Андрей Битов - Оглашенные
Да… сказано было… Но кто и кому все это говорил? В истинности чего кто убеждал и кто убеждался? Когда и где? И что произошло? Что произошло из всего этого сказанного? Где витали, куда залетели и где проползаем? Прорывая слои и за края вываливаясь? Углубим наш взлет еще более глубоким падением! По законам соотнесения верха и низа, реально их к реальности прикладывая, меняя внешнее на внутреннее и обратно, не меняя жизненного пространства и ничего не поделав в нем и с ним, ничего не произведя… меняя внешнее на внутреннее и внутреннее на внешнее, как на базаре вещь на вещь… чтобы женщина стала мужчиной, мертвое живым, мужчина женщиной и живое мертвым… и каковы наш навар и корысть на этом духовном рынке? Столько раз взлетая и падая, столько раз вывернувшись наизнанку или уйдя в раковину, где мы очнулись наутро и с кем? Кем мы проснулись – вот еще вопрос. И кто проснулся? Странная эта ощупь самого себя – кто это? Вот я до сих пор… с моею даже мне иногда кажущейся пригодностью… другие же, будто сговорились, так в ней убеждены… меня приглашали, потеснялись, звали к себе… звали как своего, как такого же, как не хуже, как даже лучше… звали в люди, звали в народ, звали в народы, в семью… я старался, я подходил, я нравился… Когда это кончалось? В какую черту я упирался, каждый раз ее не перейдя? Кто очертил меня этим магическим кругом?.. Я упирался в невидимую черту, за которой кончалось знакомство и начиналась жизнь: обыденность, нагрузка и разочарование. Я никому не был обязан каждый раз: не просил, сами позвали, не очень-то и хотелось, на себя посмотрите… И входил, улыбаясь и скромничая, в следующее чужое существование как в свое. Поэты, женщины, армяне, литературоведы, иностранцы, крестьяне, нувориши и бывшие, классики и модернисты, монахи и заключенные, поколения целые отцов (оно же детей) – все подвигались и чуть ли не уступали место… Я усаживался как на свое, как на пустое, как на никем не занятое, как на никому не нужное… и только родственный человек не подвигался, а требовал разделить с ним вовсе не жизнь, а пол-литра для начала, не подвигался, узнавая не то во мне, не то в себе такого же, на всякий случай подозревая меня в более спорой реакции предательства.

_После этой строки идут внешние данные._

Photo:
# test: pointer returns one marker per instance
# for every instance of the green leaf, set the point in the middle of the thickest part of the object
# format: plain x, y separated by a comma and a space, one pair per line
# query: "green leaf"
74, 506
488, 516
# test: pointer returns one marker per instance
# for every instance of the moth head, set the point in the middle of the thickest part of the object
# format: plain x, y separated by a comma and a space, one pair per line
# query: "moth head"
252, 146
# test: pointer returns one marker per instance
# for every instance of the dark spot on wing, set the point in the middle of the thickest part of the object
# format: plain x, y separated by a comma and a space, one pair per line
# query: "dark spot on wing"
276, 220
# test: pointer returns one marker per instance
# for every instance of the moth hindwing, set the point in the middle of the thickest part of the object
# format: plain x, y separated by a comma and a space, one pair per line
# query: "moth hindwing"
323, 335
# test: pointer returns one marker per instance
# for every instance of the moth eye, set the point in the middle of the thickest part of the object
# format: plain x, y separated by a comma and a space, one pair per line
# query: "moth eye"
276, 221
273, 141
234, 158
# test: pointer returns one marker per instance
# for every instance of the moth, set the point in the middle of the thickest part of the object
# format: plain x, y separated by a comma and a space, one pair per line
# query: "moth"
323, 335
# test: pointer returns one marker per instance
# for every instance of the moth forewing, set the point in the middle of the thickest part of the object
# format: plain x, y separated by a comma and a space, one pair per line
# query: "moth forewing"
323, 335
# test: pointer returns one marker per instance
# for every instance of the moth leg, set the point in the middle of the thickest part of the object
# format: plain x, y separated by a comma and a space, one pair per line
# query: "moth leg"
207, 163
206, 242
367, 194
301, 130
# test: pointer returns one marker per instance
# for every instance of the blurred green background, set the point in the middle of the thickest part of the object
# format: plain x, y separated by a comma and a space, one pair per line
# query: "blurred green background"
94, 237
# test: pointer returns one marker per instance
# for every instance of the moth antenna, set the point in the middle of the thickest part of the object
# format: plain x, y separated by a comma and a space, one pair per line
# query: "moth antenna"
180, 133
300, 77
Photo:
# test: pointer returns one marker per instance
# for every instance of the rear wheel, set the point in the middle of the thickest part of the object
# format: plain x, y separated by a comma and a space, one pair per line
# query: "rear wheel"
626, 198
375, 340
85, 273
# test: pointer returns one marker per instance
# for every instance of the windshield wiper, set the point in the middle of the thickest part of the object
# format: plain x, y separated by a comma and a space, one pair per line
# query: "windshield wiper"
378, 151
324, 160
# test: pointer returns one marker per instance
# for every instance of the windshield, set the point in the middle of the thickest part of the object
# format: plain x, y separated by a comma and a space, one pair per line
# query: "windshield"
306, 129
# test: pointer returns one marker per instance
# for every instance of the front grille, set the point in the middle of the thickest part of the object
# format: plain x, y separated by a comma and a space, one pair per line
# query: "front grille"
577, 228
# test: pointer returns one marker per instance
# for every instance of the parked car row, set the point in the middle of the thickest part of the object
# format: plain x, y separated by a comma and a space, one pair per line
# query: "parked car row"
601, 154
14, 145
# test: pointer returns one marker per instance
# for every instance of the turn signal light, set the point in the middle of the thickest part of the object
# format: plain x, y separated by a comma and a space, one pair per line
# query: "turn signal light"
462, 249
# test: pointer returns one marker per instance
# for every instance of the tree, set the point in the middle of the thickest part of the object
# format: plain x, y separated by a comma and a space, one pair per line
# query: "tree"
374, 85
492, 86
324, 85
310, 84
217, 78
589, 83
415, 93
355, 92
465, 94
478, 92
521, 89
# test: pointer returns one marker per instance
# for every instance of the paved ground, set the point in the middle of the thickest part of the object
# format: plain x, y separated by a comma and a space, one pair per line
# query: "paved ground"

Еще недавно всего было хоть… ешь. Земли, воды, воздуха. Казалось бы. Ан нет. Почти нету. Осталось чуть поднатужиться – и уже нет. Но это еще что – грабеж среды обитания. Золото и драгоценные камни по-прежнему в карманах, хоть и чужих. Проигранная в карты деревня не исчезала. Закон хоть как-то на страже твердой материи. С материей попрозрачней куда хуже. Куда утекла вода и испарился воздух? А ведь есть вещи еще потоньше и попрозрачнее, чем вода, побесплотнее, чем воздух… Дух! Какой еще никем не ловленный разбой кипит на его этажах! Идеи крушатся по черепам, как неживые, как ничьи. Никто за руку (за голову) никого не схватил. Не поймали никого на слове…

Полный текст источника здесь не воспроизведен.